This month’s edition is provided by
Revd. David Jenkins
Centre of World News
Salisbury is a place for which I have considerable affection.
It was the place to which I was sent by the Methodist Conference to begin working as a minister.
It is the place in which my two children were born.
It is also by far the most beautiful place in which I have lived (even more so than Caversham!)
It is a place I love so much that I have composed a series of ten piano pieces called “The Salisbury Suite” picturing a walk I have often taken from where I first lived into the City Centre. (The Salisbury Suite is on CD and can be obtained from me if anyone is interested.)
At the moment of writing, however, Salisbury has become well known across the world, not because of its beauty, but because of an attempt on two people’s lives using an advanced chemical weapon.

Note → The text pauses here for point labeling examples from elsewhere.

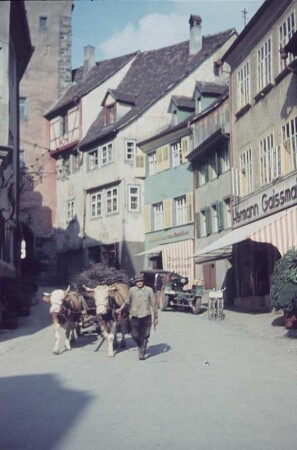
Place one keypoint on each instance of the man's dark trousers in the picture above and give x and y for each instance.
(140, 330)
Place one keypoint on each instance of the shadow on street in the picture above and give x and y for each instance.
(37, 411)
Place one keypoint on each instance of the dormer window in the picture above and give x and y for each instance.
(110, 114)
(64, 125)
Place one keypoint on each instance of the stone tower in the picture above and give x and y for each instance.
(47, 77)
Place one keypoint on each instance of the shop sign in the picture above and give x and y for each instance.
(268, 203)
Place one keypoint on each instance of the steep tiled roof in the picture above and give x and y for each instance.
(184, 102)
(96, 76)
(121, 96)
(206, 87)
(151, 75)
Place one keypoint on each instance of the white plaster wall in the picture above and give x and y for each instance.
(123, 225)
(91, 103)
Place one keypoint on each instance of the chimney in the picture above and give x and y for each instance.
(89, 58)
(195, 43)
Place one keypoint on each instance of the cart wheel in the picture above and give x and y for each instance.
(78, 330)
(197, 305)
(164, 301)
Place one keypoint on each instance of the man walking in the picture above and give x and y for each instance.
(143, 312)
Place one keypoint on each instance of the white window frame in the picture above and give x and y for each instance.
(134, 198)
(158, 213)
(227, 213)
(202, 169)
(180, 208)
(225, 159)
(130, 150)
(243, 85)
(23, 110)
(285, 32)
(246, 169)
(270, 159)
(93, 159)
(106, 154)
(289, 139)
(112, 201)
(70, 210)
(152, 163)
(176, 154)
(96, 204)
(264, 64)
(203, 229)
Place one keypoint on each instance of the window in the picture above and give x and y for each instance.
(203, 223)
(224, 159)
(96, 205)
(106, 154)
(42, 23)
(181, 217)
(93, 161)
(74, 163)
(152, 163)
(130, 150)
(110, 114)
(134, 198)
(158, 212)
(64, 125)
(202, 173)
(286, 31)
(289, 138)
(243, 85)
(23, 107)
(246, 178)
(270, 159)
(227, 213)
(112, 201)
(22, 159)
(176, 154)
(264, 65)
(213, 166)
(214, 219)
(209, 276)
(70, 210)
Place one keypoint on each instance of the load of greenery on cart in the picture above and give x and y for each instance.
(283, 290)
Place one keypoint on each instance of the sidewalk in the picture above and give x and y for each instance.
(38, 319)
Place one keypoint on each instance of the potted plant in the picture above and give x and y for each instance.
(283, 290)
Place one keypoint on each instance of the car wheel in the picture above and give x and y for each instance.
(197, 305)
(164, 301)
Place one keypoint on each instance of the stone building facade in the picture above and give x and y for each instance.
(47, 77)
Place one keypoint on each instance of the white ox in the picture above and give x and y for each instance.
(65, 310)
(107, 300)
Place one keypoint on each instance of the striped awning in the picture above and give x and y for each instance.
(279, 229)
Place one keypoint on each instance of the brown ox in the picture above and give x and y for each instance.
(107, 300)
(65, 310)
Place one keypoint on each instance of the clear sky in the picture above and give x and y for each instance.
(117, 27)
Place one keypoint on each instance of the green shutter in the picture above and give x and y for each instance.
(197, 223)
(206, 173)
(220, 216)
(208, 221)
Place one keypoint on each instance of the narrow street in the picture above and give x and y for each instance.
(204, 385)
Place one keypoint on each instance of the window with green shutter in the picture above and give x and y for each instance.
(197, 224)
(220, 216)
(208, 221)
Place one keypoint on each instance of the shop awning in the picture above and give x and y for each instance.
(279, 229)
(176, 257)
(153, 250)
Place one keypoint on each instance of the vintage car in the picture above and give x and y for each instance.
(174, 294)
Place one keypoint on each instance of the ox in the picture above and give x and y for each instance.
(107, 300)
(65, 310)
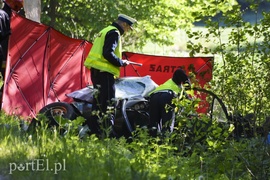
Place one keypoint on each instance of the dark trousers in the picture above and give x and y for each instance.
(104, 83)
(161, 112)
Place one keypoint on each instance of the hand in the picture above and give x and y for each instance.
(125, 62)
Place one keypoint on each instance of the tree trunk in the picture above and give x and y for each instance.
(32, 9)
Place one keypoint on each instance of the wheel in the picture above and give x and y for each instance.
(54, 113)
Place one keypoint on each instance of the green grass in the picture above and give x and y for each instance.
(47, 155)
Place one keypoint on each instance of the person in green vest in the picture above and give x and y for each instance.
(104, 61)
(161, 107)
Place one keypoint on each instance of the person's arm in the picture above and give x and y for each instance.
(110, 44)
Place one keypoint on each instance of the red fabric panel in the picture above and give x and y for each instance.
(43, 65)
(161, 68)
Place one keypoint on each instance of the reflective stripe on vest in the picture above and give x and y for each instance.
(168, 85)
(95, 58)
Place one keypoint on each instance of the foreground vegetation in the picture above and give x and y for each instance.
(45, 154)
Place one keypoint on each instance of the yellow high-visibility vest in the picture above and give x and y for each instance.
(95, 58)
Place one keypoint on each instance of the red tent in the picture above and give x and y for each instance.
(44, 65)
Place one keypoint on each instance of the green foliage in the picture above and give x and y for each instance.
(241, 76)
(156, 19)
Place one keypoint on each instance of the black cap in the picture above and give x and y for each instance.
(179, 77)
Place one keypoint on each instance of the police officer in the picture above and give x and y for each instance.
(162, 110)
(104, 62)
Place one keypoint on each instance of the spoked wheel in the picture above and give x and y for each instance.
(55, 113)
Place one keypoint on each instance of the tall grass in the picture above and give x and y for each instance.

It looks highly likely that it was a direct attack on British soil by another State.
By the time Caversham Bridge is published, we may know a lot more about this particular crime and its international repercussions.
The events that have taken place in Salisbury remind us that things of great magnitude, for good or ill, can happen wherever we live, and that all people and places are interconnected.
Many people who have heard the word ‘Caversham’ may associate it with the monitoring of foreign governments and potential espionage.
Wherever we live we face situations of considerable challenge.
Like so many international news items these events in Salisbury speak of the depths of human callousness, but also of courage and responsibility in the initial response shown.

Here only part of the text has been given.